Propriospinal myoclonus (PSM) is a rare movement disorder characterized by sudden, involuntary muscle jerks, which falls under the broader category of myoclonus. Myoclonus describes a quick, shock-like contraction of muscles, but PSM is distinct because it originates specifically within the spinal cord rather than the brain. This unique origin means the jerks follow a particular pattern, often leading to it being misdiagnosed as other movement disorders. Distinguishing PSM from other types of myoclonus is important for appropriate management.
Understanding Propriospinal Myoclonus
Propriospinal myoclonus is primarily characterized by repetitive, arrhythmic jerks that largely affect the axial muscles of the body, such as the trunk, neck, hips, and knees. These movements are typically flexor, meaning they cause a bending of the trunk, but they can also be extensor in nature. A defining feature is the sequential spread of the muscle activation, which often starts in the midthoracic region of the spinal cord.
The involuntary jerks then propagate slowly either upward (rostrocaudal) or downward (caudorostral) to adjacent muscle groups. This characteristic sequential pattern distinguishes PSM from other forms of myoclonus. Patients often notice the movements increase when they are lying down, particularly during the relaxed wakefulness that precedes sleep. The jerking movements are usually painless and can sometimes be triggered by external stimuli or sudden movement.
The Spinal Cord Circuitry
The unique sequential movement of PSM is directly linked to the specialized network of nerve cells within the spinal cord known as the propriospinal tract. This tract is composed of long interneurons that run both up and down the spinal cord, acting as a specialized internal wiring system that connects different spinal segments. These interneurons are responsible for coordinating actions across multiple levels of the body, such as coordinating movement between the trunk and the limbs.
In PSM, an abnormal signal, or “generator,” is thought to become hyperexcitable, often starting in the thoracic spinal segments. This abnormal electrical impulse then travels along the propriospinal interneurons to adjacent segments above and below the initial point. This process is like a chain reaction, where the signal is relayed sequentially from one spinal segment to the next. The propagation of this signal is relatively slow, typically between 5 and 15 meters per second.
Identifying Associated Causes and Triggers
The cause of propriospinal myoclonus is often divided into primary (idiopathic) and secondary forms, but a large number of cases are now also considered functional movement disorders (FMD). In cases of secondary PSM, the myoclonus is linked to an underlying condition that affects the spinal cord circuitry. These associated conditions can include structural lesions, such as tumors or syringomyelia, or inflammatory processes like myelitis.
Other causes that can trigger secondary PSM include spinal cord injury (SCI), various infections, and exposure to certain medications. However, a significant portion of reported cases are classified as idiopathic, meaning no clear underlying cause is identified. Certain situational factors can act as triggers, such as sudden movement, stress, or various sensory stimuli.
Clinical Diagnosis and Treatment Approaches
The diagnosis of propriospinal myoclonus relies heavily on clinical observation combined with specific neurophysiological testing, particularly Electromyography (EMG). A multichannel EMG study is used to record muscle activity simultaneously across different parts of the trunk and limbs. The characteristic finding is the demonstration of the fixed, sequential muscle activation pattern, which confirms the signal’s origin in the spinal cord and its propagation via the propriospinal pathways.
The EMG may show a slow conduction velocity and a specific sequence of muscle firing, often starting in the thoracic muscles and spreading outward. Other tests, such as Magnetic Resonance Imaging (MRI), are often performed to rule out structural causes, like a spinal cord lesion or tumor. Pharmacological management typically aims to suppress the hyperexcitability of the spinal neurons.

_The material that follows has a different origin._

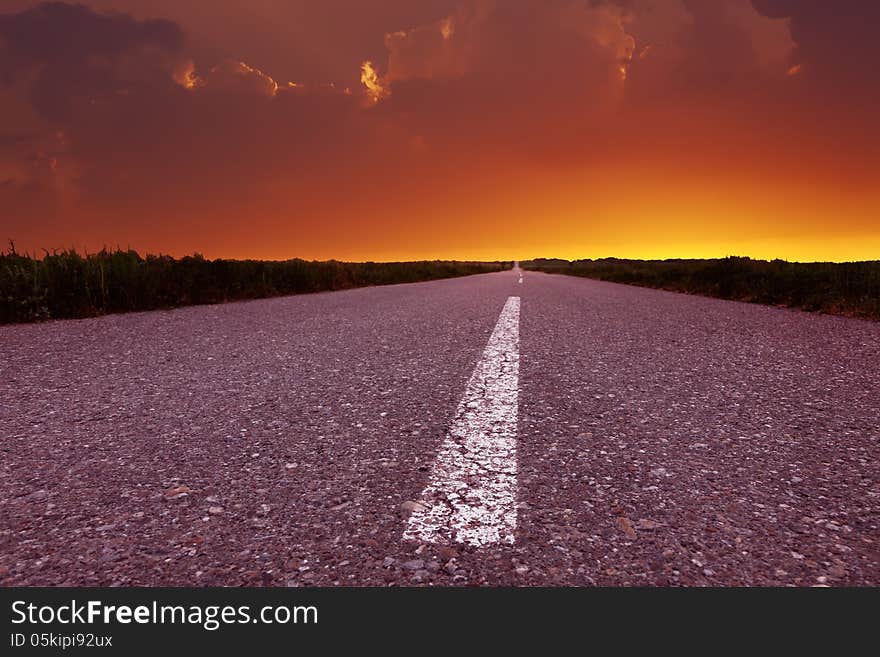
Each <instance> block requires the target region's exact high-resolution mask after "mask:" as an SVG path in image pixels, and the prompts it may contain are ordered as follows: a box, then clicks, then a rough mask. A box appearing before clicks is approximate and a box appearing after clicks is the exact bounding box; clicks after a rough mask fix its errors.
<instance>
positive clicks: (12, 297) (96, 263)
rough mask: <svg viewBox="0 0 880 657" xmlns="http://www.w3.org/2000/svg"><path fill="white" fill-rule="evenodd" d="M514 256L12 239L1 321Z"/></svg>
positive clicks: (303, 286)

The most commonly used medication class is the benzodiazepines, with clonazepam often considered a first-line agent for spinal myoclonus. Certain anti-epileptic drugs, such as levetiracetam and valproate, may also be attempted, although their success can vary. For highly focal or segmental jerks, botulinum toxin injections may be used to temporarily paralyze the specific muscles involved. Treatment is focused on managing symptoms and improving quality of life, especially since there is no definitive cure for the idiopathic form.